PLAY: "Cycle"
(Photo Courtesy/Martine Malle)
Once we get past the premise and the wheels start turning, Cycle is a luscious, enjoyable show. Using the hodgepodge of theatrical devices present in vaudeville, we get a play that staves off depression with everything from one-liners to tap dance, accompaniment on the violin as well as the accordion, not to mention a bevvy of accents, characters, and exuberant performances from a magnificent ensemble cast. (Special notice for the standout performances of Sarah Hund and J.T. Arbogast, two wonderfully delicious hams without a dead moment between them.) Occasionally, the plot seems like a shallow excuse to showcase another scene bursting at the seam with outsized humor, but it's overflowing with good cheer, and as with Jell-o, there's always room for more laughs.
The story revolves around a group of god-like performers who have, as of late, faded into obscurity.

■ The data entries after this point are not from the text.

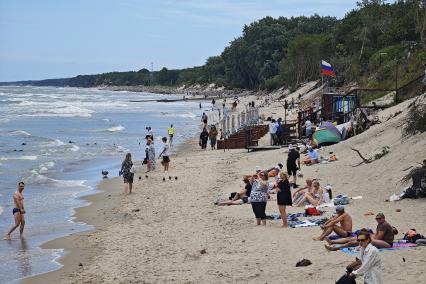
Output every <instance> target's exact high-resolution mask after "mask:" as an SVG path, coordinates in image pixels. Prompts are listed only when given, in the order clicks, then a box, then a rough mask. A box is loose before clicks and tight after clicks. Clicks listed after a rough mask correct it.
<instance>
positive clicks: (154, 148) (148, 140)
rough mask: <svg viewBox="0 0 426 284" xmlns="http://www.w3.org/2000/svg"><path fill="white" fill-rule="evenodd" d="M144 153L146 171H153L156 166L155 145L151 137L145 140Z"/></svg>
mask: <svg viewBox="0 0 426 284" xmlns="http://www.w3.org/2000/svg"><path fill="white" fill-rule="evenodd" d="M145 154H146V160H147V162H148V163H147V167H148V170H147V172H151V171H154V170H155V168H156V164H155V147H154V144H153V142H152V140H151V139H149V138H148V139H147V140H146V147H145Z"/></svg>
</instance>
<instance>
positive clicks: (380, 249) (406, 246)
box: [340, 243, 417, 254]
mask: <svg viewBox="0 0 426 284" xmlns="http://www.w3.org/2000/svg"><path fill="white" fill-rule="evenodd" d="M416 246H417V245H416V244H410V243H394V244H393V247H391V248H384V249H379V251H381V252H383V251H385V250H399V249H404V248H410V247H416ZM340 251H342V252H344V253H348V254H358V250H357V247H351V248H343V249H341V250H340Z"/></svg>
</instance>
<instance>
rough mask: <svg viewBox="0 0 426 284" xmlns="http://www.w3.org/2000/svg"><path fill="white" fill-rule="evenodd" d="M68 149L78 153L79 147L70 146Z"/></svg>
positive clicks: (79, 150)
mask: <svg viewBox="0 0 426 284" xmlns="http://www.w3.org/2000/svg"><path fill="white" fill-rule="evenodd" d="M69 149H70V151H72V152H78V151H80V147H78V146H77V145H72V146H71V148H69Z"/></svg>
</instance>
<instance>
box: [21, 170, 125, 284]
mask: <svg viewBox="0 0 426 284" xmlns="http://www.w3.org/2000/svg"><path fill="white" fill-rule="evenodd" d="M120 181H122V180H121V178H120V177H114V178H111V179H108V180H102V181H101V182H99V183H98V184H97V186H96V190H97V191H99V192H96V193H93V194H90V195H86V196H83V197H79V199H81V200H85V201H88V202H89V204H88V205H86V206H83V207H78V208H75V209H74V210H75V213H74V215H72V216H71V217H74V220H73V222H83V223H85V224H87V225H91V226H93V227H94V228H93V229H89V230H86V231H83V232H78V233H73V234H71V235H68V236H64V237H60V238H57V239H53V240H50V241H47V242H45V243H44V244H42V245H41V246H40V247H41V248H42V249H63V250H64V251H63V253H64V255H63V256H61V257H59V258H57V259H55V260H54V261H55V262H57V263H59V264H61V265H62V267H60V268H59V269H56V270H53V271H48V272H45V273H41V274H37V275H33V276H29V277H26V278H24V279H21V280H20V283H46V284H47V283H57V280H56V279H59V278H62V277H64V276H67V275H69V274H70V273H71V272H73V271H75V270H76V269H78V268H79V267H80V266H79V264H80V263H82V264H83V263H87V260H89V259H90V258H92V257H93V256H94V255H96V254H97V252H98V251H97V250H96V248H94V247H90V246H88V247H85V246H84V244H85V243H86V242H84V241H83V242H82V241H81V240H82V239H85V238H90V237H91V236H92V235H93V233H94V232H95V231H97V230H102V222H99V221H100V218H102V216H101V215H100V214H102V212H103V211H107V210H110V209H111V208H113V206H114V201H113V200H112V198H111V197H112V196H113V195H116V194H117V193H116V192H114V191H116V188H117V186H119V187H120V189H121V187H122V183H120ZM100 200H102V202H100Z"/></svg>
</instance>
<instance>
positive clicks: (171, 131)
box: [167, 124, 175, 148]
mask: <svg viewBox="0 0 426 284" xmlns="http://www.w3.org/2000/svg"><path fill="white" fill-rule="evenodd" d="M167 132H168V134H169V145H170V148H171V147H173V136H175V129H174V128H173V124H170V127H169V129H167Z"/></svg>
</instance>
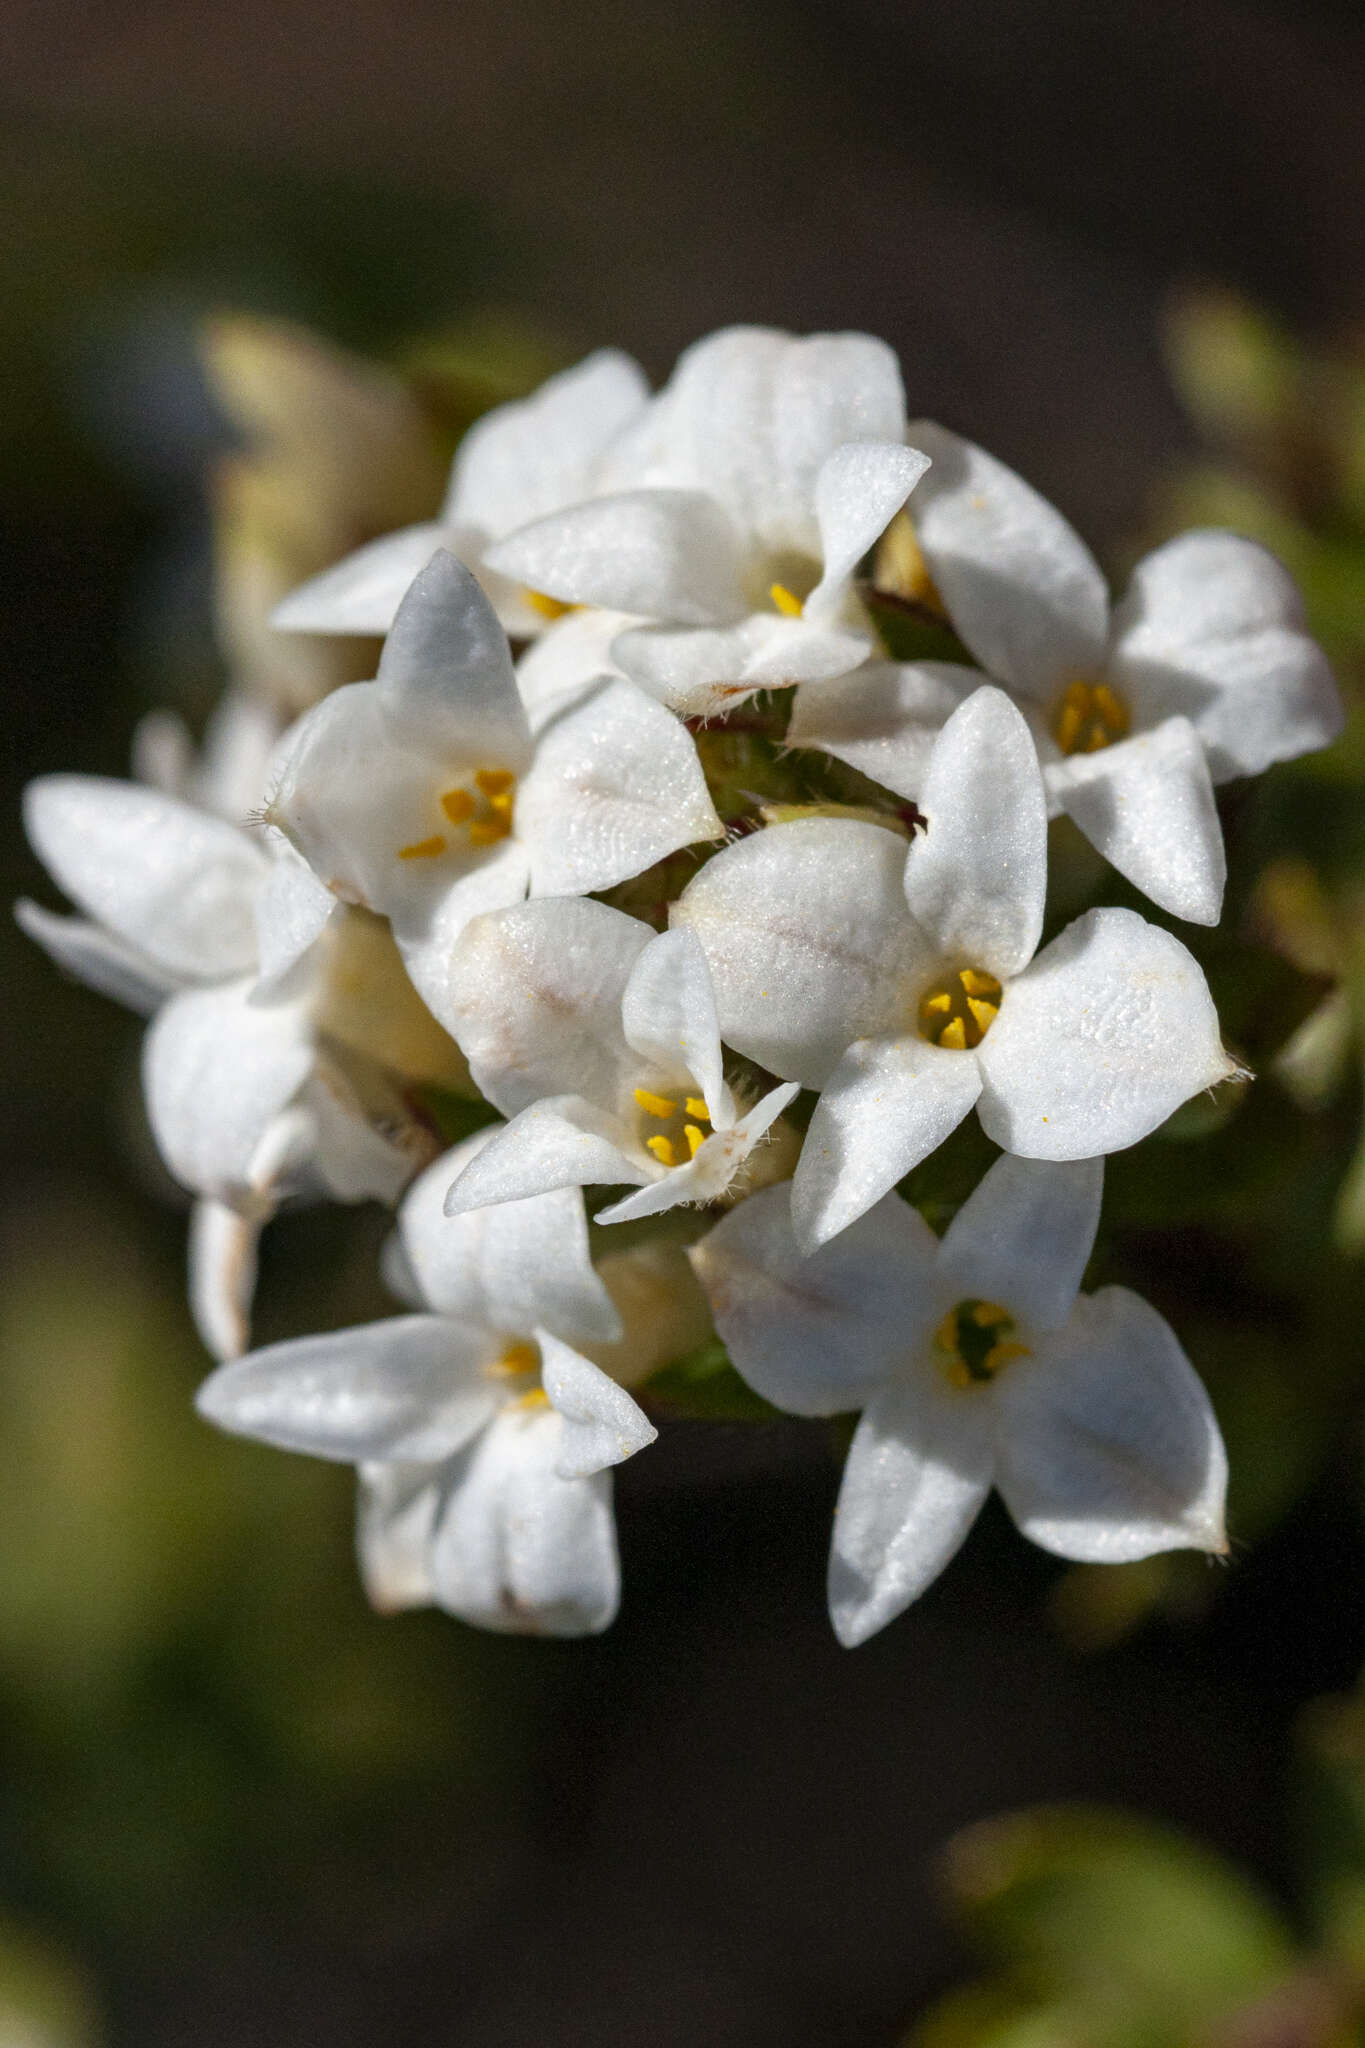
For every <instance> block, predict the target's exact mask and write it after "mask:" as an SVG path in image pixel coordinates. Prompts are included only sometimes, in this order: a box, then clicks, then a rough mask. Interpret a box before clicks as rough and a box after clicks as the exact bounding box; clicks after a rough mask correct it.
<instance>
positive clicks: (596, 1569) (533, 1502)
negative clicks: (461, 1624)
mask: <svg viewBox="0 0 1365 2048" xmlns="http://www.w3.org/2000/svg"><path fill="white" fill-rule="evenodd" d="M563 1432H565V1421H563V1417H561V1415H559V1413H555V1409H548V1407H542V1409H522V1407H510V1409H503V1411H501V1415H497V1417H495V1419H493V1421H491V1423H489V1427H487V1430H485V1432H483V1434H481V1436H479V1438H477V1442H475V1444H473V1446H471V1448H469V1450H467V1452H465V1456H463V1458H458V1460H456V1464H454V1466H452V1470H450V1477H448V1497H446V1501H444V1507H442V1511H440V1520H438V1526H436V1536H434V1540H432V1552H430V1565H432V1579H434V1587H436V1597H438V1602H440V1606H442V1608H448V1610H450V1614H458V1616H460V1618H463V1620H467V1622H475V1624H477V1626H481V1628H497V1630H501V1632H508V1634H532V1636H585V1634H596V1632H598V1630H602V1628H606V1626H608V1622H610V1620H612V1616H614V1614H616V1606H618V1599H620V1563H618V1556H616V1524H614V1518H612V1475H610V1473H593V1477H591V1479H561V1477H559V1473H557V1470H555V1466H557V1462H559V1452H561V1442H563Z"/></svg>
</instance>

They drop their juggling balls, they hit their steps out of sync, and their troupe is forever showing up late for their shows. To change that, their leader, Morris, has gambled their entire existence on one final performance: a last-ditch intervention in the life of Charlotte Shrubsole, a bland and depressed young woman on the verge of ending her life. Their plan is to play a wide variety of characters, each of whom will help lead Charlotte closer toward finding The Secret of Success. It's complicated for the first twenty minutes, but director Craig Carlisle cleans things up by the tme Charlotte first gets on her shiny red bike, and the rest of the 90-minute show leaps from character to character, joke to joke.
In her whirligig day, Charlotte travels the show-business circuit, along with all the usual stereotypes of the field. In vaudeville, the cliche is transformed into a bigger and better joke, and so the self-obssessed agent, the blank mobs of auditioners and producers, the yoga-like singing instructor, a photographer who likes to growl and use handcuffs . . . it's all good fun. For anyone who's ever taken a voice class, the scene with the acting coach may be the only part of the show that's a little too realistic: "Become the chicken--that is, let the chicken become you."
The pantomime never tires, and the actors never seem to flag. Rose Courtney's script finds its way to a bittersweet ending, and while we never learn the one true secret of success, the show is a success on its own fanciful merits.